Две пушки замолчали навсегда, разнесенные гром-камнями. На третью уже никого не хватило: второй клин Финиста выбили, а сам он вернулся, как и прежде, невредимым. Чувствовал Ясный Сокол чуть ли не рядом с собой мощное биение чудовищного сердца, услыхал и безмолвный приказ: хорош. Не разбрасываться.
Емеля послал очередную стрелу, схватил новую, быстро обвязал тряпкой, окунул — и выпустил из рук прямо в бочку с маслом, пошатнулся, чуть сам в эту бочку не упал. От глухого кашля его сложило пополам. Тело лихорадочно тряслось.
— Я за лекарем! — вскочил Баюн.
— Неправильные у нас... лекари...
— Да ты со своим Хидушем окочуришься сейчас!
Баюн умчался, а Емеля вытащил другую стрелу, обмотал, окунул, поджег от факела. Перед глазами дрожало и плыло. Карабкавшийся по стене мертвяк раздваивался. Емеля прицелился, его повело, но он заставил себя собраться.

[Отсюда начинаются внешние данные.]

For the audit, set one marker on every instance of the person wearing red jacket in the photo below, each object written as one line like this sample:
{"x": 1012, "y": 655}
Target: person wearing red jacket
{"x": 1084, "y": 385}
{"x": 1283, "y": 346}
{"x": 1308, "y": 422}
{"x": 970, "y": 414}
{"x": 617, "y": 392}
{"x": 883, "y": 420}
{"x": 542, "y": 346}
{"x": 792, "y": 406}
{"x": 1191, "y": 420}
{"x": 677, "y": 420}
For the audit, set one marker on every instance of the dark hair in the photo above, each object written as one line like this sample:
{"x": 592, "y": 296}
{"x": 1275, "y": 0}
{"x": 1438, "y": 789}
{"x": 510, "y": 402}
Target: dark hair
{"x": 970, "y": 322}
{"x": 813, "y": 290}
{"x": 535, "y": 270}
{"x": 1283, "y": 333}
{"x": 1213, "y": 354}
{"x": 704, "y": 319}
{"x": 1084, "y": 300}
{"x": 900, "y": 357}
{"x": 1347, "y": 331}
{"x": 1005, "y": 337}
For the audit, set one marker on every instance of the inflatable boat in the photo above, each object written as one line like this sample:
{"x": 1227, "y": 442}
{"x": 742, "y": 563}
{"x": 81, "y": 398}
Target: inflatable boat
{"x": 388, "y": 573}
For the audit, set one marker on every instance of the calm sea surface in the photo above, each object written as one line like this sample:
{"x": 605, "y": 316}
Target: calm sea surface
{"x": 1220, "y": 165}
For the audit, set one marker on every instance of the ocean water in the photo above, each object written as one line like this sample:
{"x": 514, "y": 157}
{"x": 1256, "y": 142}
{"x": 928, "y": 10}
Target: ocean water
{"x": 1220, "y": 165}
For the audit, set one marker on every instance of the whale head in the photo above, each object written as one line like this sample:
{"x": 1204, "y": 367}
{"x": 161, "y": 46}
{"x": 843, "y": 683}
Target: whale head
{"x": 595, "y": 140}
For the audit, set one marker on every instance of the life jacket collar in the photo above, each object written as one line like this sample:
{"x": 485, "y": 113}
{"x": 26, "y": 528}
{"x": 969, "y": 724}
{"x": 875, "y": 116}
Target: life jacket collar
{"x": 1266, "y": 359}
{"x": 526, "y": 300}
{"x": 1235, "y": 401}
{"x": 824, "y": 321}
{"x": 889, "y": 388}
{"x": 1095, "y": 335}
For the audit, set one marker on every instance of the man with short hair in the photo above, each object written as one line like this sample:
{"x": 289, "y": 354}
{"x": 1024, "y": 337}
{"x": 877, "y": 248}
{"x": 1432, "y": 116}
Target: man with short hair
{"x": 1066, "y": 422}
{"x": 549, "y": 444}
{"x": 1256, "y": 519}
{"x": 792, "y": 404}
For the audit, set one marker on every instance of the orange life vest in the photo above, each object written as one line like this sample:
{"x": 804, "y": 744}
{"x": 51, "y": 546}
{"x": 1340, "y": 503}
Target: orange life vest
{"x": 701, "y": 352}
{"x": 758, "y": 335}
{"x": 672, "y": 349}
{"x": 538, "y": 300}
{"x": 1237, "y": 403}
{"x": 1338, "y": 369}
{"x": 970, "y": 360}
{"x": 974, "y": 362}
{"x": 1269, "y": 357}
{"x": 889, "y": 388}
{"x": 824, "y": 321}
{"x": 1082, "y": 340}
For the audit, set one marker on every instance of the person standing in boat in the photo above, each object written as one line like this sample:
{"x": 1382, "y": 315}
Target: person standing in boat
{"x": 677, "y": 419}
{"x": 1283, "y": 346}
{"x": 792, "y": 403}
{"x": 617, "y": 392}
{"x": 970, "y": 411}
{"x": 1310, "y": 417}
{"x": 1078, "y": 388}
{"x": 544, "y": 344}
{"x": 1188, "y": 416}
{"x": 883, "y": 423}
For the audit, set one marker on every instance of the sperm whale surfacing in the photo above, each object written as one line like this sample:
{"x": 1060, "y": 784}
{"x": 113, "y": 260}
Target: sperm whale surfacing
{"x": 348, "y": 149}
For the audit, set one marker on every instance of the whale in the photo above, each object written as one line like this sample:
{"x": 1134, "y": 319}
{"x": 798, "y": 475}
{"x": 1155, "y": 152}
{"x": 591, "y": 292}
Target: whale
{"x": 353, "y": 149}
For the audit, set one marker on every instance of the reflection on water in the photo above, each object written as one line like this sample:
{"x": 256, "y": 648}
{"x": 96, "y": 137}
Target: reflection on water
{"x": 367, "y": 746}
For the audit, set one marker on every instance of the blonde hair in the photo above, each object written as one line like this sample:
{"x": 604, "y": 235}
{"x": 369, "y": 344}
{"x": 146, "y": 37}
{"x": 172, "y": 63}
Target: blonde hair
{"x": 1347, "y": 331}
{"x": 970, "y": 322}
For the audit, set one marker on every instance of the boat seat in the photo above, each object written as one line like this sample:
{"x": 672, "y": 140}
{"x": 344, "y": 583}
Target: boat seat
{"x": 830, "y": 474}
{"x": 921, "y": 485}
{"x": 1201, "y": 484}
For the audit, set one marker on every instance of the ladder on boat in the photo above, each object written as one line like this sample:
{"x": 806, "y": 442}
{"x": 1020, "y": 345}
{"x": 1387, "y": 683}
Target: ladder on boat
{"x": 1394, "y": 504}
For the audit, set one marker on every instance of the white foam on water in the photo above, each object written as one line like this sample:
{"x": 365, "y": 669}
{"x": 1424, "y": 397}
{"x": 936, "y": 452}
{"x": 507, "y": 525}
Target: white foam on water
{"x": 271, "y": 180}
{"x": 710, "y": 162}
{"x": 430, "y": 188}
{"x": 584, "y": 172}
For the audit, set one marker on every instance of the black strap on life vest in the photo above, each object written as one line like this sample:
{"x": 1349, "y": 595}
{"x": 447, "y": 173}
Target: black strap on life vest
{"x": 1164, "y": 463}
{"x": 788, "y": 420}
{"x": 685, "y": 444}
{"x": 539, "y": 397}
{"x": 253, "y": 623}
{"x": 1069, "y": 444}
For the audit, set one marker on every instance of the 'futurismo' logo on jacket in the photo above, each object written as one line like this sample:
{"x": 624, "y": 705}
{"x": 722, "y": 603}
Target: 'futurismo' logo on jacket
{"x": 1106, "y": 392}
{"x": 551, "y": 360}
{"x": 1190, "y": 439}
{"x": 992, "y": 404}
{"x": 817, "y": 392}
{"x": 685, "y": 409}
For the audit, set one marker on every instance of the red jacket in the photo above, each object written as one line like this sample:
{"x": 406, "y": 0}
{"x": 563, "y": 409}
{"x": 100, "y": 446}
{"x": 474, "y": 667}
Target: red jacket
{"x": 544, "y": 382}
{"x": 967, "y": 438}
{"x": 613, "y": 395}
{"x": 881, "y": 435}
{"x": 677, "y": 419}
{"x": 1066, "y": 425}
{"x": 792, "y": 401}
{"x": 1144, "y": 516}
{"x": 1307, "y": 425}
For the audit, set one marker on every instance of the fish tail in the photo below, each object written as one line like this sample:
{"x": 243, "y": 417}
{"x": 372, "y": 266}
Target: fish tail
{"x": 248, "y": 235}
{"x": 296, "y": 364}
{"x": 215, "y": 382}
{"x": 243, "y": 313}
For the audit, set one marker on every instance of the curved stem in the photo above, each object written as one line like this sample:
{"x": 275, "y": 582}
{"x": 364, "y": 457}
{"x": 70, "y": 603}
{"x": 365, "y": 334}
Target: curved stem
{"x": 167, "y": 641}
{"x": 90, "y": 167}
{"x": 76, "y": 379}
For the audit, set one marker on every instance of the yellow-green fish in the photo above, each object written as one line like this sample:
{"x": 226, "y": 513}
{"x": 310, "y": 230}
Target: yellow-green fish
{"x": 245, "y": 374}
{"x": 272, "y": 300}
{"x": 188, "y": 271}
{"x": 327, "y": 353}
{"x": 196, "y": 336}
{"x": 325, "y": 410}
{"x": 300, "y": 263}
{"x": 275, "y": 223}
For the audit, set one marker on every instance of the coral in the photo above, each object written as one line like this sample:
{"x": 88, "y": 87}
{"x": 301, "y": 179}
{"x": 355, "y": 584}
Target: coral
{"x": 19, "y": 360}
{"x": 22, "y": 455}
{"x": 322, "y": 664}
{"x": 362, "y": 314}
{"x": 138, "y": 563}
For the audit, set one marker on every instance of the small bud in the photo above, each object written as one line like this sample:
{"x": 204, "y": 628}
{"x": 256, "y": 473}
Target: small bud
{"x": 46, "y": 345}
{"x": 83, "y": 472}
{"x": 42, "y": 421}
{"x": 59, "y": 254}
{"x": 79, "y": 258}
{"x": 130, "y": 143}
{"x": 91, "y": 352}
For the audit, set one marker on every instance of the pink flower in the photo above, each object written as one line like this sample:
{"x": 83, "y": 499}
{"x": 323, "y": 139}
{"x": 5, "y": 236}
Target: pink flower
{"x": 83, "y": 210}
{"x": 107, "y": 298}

Что-то холодное вторглось в голову, влилось в руки, забирая дрожь. Емеля выпустил стрелу больше от испуга. В цель он попал, но тут же отшатнулся от бойницы, спрятался за стену, начал озираться. Никогда Емеля такие вещи не оставлял без внимания. Пусть его дурачком и кличут, он-то знает, что ничего не выдумывает.
«Ты кто?», крикнул Емеля мысленно в этот странный холод. И опять его схватил кашель, даже голова загудела и заслезились глаза. Время вдруг застыло. Замерли стрелы в воздухе. Небо покраснело, пожелтело, затем и вовсе пошло цветами, которым нет названия. В этом небе Емеля увидел такой ужас, что выронил лук. А потом ужас повернул голову и посмотрел прямо на него.